Jeanne Evert
- Full name: Jeanne Colette Evert Dubin
- Country (sports): United States
- Born: October 5, 1957 Fort Lauderdale, Florida
- Died: February 20, 2020 (aged 62) Delray Beach, Florida
- Height: 5 ft 1 in (1.55 m)
- Turned pro: 1973

Singles
- Highest ranking: No. 28

Grand Slam singles results
- French Open: 2R (1978)
- Wimbledon: 2R (1976)
- US Open: 3R (1973, 1978)

Doubles

Grand Slam doubles results
- French Open: 2R (1975)
- Wimbledon: 2R (1974)
- US Open: 2R (1972, 1976)

= Jeanne Evert =

American tennis player (1957–2020)

Jeanne Colette Dubin (née Evert; October 5, 1957 – February 20, 2020) was an American professional tennis player and the younger sister of Chris Evert. She was ranked as high as 28th by the WTA in 1978 and ninth within the United States in 1974. She reached the third round of the U.S. Open in 1973 and 1978. She won all four of her Fed Cup matches for the U.S. in 1974.

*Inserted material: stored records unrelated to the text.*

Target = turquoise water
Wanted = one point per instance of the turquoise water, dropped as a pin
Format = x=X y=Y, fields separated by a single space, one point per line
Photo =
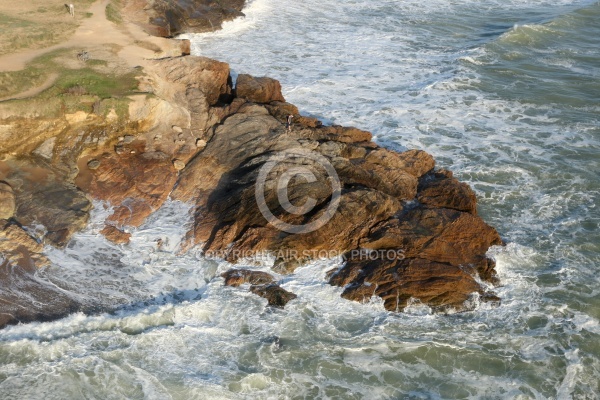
x=504 y=93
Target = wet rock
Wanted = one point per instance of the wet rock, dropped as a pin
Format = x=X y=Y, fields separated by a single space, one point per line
x=275 y=294
x=115 y=235
x=178 y=165
x=258 y=90
x=134 y=184
x=128 y=139
x=93 y=164
x=18 y=248
x=399 y=282
x=44 y=197
x=169 y=19
x=439 y=190
x=7 y=201
x=237 y=277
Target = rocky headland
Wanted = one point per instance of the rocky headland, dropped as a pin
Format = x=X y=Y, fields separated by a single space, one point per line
x=136 y=128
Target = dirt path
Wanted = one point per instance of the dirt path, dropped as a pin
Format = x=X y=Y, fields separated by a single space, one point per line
x=98 y=31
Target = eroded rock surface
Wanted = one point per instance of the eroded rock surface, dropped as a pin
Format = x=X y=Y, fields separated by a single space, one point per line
x=256 y=187
x=385 y=201
x=168 y=19
x=262 y=284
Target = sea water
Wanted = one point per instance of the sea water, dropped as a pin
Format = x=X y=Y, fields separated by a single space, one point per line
x=504 y=93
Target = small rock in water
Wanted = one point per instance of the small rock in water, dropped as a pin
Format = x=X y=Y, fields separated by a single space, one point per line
x=178 y=164
x=128 y=138
x=93 y=164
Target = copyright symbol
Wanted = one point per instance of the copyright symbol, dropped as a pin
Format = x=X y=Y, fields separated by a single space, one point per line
x=305 y=163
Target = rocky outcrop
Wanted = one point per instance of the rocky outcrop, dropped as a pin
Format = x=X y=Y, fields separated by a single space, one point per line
x=409 y=233
x=170 y=18
x=262 y=284
x=44 y=200
x=385 y=202
x=258 y=90
x=7 y=201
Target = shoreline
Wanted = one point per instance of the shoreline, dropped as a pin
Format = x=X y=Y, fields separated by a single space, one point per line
x=135 y=131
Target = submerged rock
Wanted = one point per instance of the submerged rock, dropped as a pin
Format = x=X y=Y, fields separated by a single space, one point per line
x=262 y=284
x=276 y=295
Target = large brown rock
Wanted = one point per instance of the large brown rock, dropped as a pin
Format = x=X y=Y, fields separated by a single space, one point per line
x=386 y=201
x=400 y=282
x=171 y=18
x=258 y=90
x=442 y=190
x=236 y=277
x=7 y=201
x=45 y=200
x=135 y=184
x=262 y=284
x=276 y=295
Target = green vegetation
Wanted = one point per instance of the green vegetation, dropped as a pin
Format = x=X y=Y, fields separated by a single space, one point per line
x=74 y=89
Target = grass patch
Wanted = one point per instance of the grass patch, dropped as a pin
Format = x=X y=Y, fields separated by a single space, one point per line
x=74 y=89
x=94 y=83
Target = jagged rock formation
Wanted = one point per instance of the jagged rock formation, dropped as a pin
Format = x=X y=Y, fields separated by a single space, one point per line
x=408 y=232
x=170 y=18
x=262 y=284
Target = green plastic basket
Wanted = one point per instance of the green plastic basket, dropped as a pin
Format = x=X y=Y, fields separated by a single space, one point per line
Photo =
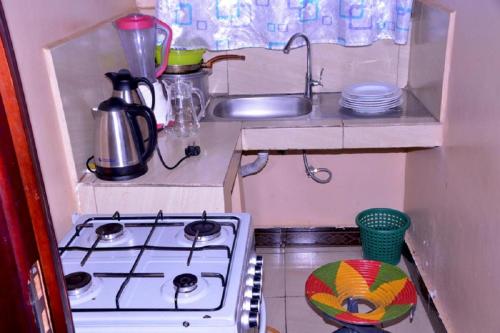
x=382 y=233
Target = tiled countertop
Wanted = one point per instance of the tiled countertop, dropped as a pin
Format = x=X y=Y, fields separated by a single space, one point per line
x=207 y=180
x=217 y=142
x=330 y=127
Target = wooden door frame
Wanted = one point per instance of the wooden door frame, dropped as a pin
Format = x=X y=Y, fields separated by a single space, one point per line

Evert made her professional debut at age 15 in 1973 at the Cincinnati Open. She reached the singles semifinals, losing to Evonne Goolagong, and she is still the youngest player to reach the semifinals in Cincinnati in the Open Era. She also paired with her sister Chris to reach the semifinals in doubles, losing to Goolagong and Janet Young.

Evert retired in 1978, and in later years, was a coach at the Delray Beach Tennis Center. Evert died on February 20, 2020, from ovarian cancer. She was 62.

==Grand Slam tournament performance timeline==

| Tournament | 1972 | 1973 | 1974 | 1975 | 1976 | 1977 | 1978 |
|---|---|---|---|---|---|---|---|
| Australian Open | A | A | A | A | A | A | A |
| French Open | A | A | A | 1R | A | A | 2R |
| Wimbledon | A | A | 1R | A | 2R | A | A |
| US Open | 1R | 3R | 1R | 2R | 2R | 2R | 3R |
| Year-end WTA ranking |  |  |  | 42 | 49 | 47 | 70 |

- The French Open had a main draw of 64 during these years, and the U.S. Open had a main draw of 64 until 1976.